The G20 summit, summoned to life two years ago to launch stimulus-spending plans to stave off an economic depression, set targets for debt-laden wealthy nations to halve their deficits in three years and tame growth of their debt loads by 2016. Meeting those goals will be a key test of the group's credibility, though even as Prime Minister Stephen Harper announced the agreed targets, it was clear some members of the G20 did not see them as mandatory.

None face sanctions for missing them, and French President Nicolas Sarkozy said they are goals, and “not a collective order from the G20.”

Mr. Harper insisted each nation's credibility rests on meeting the targets, and that financial markets will punish them if they don't. “I'm confident that all countries that made these commitments will fulfill them – and they will need to fulfill them,” he told reporters.

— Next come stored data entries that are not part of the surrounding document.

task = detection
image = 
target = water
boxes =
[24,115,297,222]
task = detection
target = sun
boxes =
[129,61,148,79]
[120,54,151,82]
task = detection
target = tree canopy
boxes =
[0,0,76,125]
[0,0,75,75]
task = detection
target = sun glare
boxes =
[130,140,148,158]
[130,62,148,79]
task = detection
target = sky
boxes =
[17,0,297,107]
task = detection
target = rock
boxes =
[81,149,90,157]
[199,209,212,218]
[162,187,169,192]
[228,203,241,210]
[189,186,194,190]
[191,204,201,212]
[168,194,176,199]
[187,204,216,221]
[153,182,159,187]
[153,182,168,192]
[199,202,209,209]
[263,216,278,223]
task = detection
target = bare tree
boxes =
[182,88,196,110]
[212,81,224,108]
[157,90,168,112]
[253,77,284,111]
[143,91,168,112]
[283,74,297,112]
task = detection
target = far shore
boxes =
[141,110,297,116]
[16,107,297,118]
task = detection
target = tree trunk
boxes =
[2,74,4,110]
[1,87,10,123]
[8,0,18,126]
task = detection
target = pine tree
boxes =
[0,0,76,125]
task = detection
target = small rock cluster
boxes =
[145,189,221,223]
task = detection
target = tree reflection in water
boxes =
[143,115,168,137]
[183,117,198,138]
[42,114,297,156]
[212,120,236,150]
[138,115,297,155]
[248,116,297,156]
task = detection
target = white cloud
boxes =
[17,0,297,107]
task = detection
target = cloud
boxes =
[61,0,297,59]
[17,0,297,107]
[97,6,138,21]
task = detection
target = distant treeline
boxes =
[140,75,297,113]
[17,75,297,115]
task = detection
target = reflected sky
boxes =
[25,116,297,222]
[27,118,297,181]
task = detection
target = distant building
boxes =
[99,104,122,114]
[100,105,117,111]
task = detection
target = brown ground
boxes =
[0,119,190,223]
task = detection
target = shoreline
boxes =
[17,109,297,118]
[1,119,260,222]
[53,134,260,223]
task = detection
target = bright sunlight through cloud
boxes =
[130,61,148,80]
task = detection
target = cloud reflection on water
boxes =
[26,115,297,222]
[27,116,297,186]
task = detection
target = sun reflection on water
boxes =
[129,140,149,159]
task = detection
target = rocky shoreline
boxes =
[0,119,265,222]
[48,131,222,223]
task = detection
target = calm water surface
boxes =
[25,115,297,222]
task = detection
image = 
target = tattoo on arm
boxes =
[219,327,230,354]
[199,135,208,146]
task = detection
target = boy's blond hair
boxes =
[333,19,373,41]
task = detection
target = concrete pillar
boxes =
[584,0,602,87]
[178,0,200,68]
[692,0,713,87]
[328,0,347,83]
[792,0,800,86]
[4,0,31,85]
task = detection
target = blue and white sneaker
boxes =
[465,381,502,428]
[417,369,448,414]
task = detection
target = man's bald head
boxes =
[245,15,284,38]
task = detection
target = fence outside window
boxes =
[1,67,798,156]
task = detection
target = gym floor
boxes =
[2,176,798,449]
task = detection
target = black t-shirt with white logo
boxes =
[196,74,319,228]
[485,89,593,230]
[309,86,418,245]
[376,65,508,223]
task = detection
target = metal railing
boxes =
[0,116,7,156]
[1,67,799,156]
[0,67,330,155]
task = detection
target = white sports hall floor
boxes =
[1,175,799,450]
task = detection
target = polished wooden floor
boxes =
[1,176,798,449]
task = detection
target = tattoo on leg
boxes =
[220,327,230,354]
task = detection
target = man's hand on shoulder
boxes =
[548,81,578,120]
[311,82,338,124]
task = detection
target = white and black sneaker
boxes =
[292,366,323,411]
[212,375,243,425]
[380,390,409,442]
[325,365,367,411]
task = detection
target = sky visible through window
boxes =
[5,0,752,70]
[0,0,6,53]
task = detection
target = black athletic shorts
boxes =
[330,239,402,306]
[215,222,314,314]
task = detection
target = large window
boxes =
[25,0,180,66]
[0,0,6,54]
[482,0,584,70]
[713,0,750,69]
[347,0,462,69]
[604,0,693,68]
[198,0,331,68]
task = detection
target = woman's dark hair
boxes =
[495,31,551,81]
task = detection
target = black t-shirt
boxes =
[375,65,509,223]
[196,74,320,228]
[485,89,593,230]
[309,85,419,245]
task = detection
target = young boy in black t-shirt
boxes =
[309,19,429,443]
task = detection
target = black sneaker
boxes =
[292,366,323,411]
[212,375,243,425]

The G20 didn't really resolve short-term differences over how fast each country should cut, so that quick cutbacks in unison don't cause a double-dip recession. And it didn't produce clear steps on getting emerging nations to set policies to increase spending by their own citizens. China, for example, successfully pressed to have a reference to its pledge to allow its currency to rise be removed from the communiqué.

But for Mr. Harper, the adoption of the targets, pushed by Canada in weeks of preparations for the summit, was a victory – one that enshrined his call for world leaders to calm markets spooked by Greece's near-meltdown with mid-term plans for deficit reduction. The strongest objector, Japan, saddled with debts double its annual economic output, was given a sort of pass, pledging to halve its deficits two years later, in 2015.

The Prime Minister also won, as expected, a victory in his fight against a global bank tax, as the G20 agreed nations would each decide their own policy.